Governor Gavin Newsom
Posted at 10:31 AM, Jul 09, 2021
and last updated 2021-07-09 13:33:21-04

Governor Gavin Newsom visited the Central Coast on Thursday to discuss drought conditions and sign some drought-related orders.

Lopez Lake is at 34% capacity while Lake Nacimiento is sitting at 20% and Santa Margarita is at 64%.

According to Governor Newsom, one factor is climate change.

“The hots are getting a lot hotter. The dries are getting a lot dryer,” Governor Newsom said.

“In the past week, temperatures as high as 17 degrees above average have exacerbated drought conditions across the entire American West,” said Wade Crowfoot, California Natural Resources Secretary.

In April, the first proclamation of a state of emergency was declared related to this year’s drought followed by another one in May.

On Thursday, nine additional counties were added to another state of emergency including San Luis Obispo and Santa Barbara counties.

“Total now 50 of our 58 counties officially are now in an order,” Governor Newsom said. “To move more effectively and efficiently to address conditions as they take shape in real time.”

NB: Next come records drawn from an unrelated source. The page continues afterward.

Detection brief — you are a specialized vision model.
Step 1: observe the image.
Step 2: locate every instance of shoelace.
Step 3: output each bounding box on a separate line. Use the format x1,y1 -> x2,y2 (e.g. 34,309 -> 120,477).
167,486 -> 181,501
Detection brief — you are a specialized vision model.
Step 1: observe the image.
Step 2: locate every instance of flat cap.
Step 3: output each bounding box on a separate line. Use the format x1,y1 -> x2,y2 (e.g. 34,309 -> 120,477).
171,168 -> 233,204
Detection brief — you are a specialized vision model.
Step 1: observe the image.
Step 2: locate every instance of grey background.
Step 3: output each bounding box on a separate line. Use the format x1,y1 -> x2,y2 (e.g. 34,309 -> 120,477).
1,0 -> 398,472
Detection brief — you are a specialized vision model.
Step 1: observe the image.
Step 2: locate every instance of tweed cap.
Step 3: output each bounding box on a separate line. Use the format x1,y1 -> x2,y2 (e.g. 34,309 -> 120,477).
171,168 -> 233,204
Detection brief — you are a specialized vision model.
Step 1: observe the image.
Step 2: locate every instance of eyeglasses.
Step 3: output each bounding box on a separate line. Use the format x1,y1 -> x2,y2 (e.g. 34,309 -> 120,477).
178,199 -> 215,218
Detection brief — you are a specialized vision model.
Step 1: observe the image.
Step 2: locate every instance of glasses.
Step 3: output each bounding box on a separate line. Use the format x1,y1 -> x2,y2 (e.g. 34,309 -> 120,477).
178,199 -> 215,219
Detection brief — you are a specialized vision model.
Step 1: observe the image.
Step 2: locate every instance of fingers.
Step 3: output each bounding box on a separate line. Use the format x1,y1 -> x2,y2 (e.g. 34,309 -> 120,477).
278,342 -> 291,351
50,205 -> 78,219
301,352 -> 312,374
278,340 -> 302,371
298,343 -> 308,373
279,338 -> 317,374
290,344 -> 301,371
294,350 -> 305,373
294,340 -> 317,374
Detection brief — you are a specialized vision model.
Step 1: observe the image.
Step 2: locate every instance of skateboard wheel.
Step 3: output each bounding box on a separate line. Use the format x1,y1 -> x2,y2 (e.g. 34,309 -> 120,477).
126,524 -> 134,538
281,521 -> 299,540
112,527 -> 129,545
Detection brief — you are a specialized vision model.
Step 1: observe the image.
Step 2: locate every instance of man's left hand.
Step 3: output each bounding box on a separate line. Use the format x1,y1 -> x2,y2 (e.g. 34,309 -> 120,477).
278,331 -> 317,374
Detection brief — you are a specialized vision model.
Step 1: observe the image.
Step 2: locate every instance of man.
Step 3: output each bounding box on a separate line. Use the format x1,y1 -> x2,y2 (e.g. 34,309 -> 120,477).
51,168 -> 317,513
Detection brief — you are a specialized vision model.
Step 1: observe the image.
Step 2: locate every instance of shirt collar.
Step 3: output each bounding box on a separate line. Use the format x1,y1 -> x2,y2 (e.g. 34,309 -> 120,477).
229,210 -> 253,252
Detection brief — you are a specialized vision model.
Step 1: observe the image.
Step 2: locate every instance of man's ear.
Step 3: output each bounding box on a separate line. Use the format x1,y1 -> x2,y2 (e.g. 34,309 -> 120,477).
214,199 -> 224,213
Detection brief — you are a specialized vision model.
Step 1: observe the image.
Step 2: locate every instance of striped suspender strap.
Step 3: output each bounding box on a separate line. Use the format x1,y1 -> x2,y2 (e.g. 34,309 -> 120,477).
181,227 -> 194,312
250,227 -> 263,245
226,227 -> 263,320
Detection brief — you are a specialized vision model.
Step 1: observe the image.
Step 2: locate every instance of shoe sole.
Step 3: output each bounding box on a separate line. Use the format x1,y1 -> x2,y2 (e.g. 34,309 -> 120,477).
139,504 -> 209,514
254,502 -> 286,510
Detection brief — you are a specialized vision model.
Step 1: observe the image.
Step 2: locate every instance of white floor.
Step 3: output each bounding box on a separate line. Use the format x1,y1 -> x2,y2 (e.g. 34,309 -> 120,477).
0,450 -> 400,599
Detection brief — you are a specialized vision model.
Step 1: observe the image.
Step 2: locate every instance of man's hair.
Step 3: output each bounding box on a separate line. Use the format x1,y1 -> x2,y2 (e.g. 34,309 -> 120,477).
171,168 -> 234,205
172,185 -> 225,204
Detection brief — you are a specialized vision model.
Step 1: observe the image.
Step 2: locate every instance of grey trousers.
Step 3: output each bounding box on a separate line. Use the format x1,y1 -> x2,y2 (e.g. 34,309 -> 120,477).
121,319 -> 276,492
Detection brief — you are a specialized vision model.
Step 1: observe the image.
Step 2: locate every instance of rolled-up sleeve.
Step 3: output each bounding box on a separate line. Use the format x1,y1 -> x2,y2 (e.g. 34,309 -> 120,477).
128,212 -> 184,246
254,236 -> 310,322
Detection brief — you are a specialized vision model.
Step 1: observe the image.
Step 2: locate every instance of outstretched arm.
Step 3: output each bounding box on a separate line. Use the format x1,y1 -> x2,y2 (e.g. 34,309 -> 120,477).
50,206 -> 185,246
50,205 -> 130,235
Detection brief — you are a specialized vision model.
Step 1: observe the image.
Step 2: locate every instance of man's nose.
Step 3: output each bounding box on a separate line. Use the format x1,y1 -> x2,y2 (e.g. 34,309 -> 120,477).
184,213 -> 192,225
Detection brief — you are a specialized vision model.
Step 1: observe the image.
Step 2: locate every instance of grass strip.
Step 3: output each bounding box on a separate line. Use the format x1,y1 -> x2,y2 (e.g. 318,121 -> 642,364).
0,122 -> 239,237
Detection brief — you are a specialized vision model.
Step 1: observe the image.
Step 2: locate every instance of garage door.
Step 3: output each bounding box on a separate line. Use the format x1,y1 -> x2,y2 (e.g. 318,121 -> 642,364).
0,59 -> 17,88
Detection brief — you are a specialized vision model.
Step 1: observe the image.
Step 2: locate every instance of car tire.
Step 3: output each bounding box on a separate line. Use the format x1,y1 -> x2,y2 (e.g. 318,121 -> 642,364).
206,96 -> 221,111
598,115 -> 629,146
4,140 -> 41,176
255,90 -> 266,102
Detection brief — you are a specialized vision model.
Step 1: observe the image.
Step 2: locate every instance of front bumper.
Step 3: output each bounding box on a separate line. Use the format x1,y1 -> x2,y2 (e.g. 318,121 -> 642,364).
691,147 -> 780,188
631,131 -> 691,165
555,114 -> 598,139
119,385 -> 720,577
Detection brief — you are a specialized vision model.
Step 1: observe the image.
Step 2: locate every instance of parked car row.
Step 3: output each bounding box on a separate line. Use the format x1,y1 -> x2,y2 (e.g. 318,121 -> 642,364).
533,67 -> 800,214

In addition, an executive order was signed on Thursday to encourage a 15% voluntary water reduction throughout the state from residences to agricultural operations.

“Taking an opportunity to update the efficiency of your shower heads, as an example,” Governor Newsom said.

During the last drought, there were mandatory water conservation efforts.

“Interestingly, per capita, we reduced water consumption by roughly 21% in this state between 2013 and 2016,” Governor Newsom said.

Currently, residential water use in California is 16% below where we were in 2013. Meanwhile, there’s a $5.1 billion budget specific to the drought in the state.

“We will need to proceed with the lessons learned from the last drought but with the benefits of those lessons now and the resources that we have not been afforded in the past,” Governor Newsom said.

During the next San Luis Obispo County Board of Supervisors' meeting, they’re set to discuss drought conditions as well.

The executive order also has a monthly data report that must come out from the state water board including data of industrial, residential and agricultural use.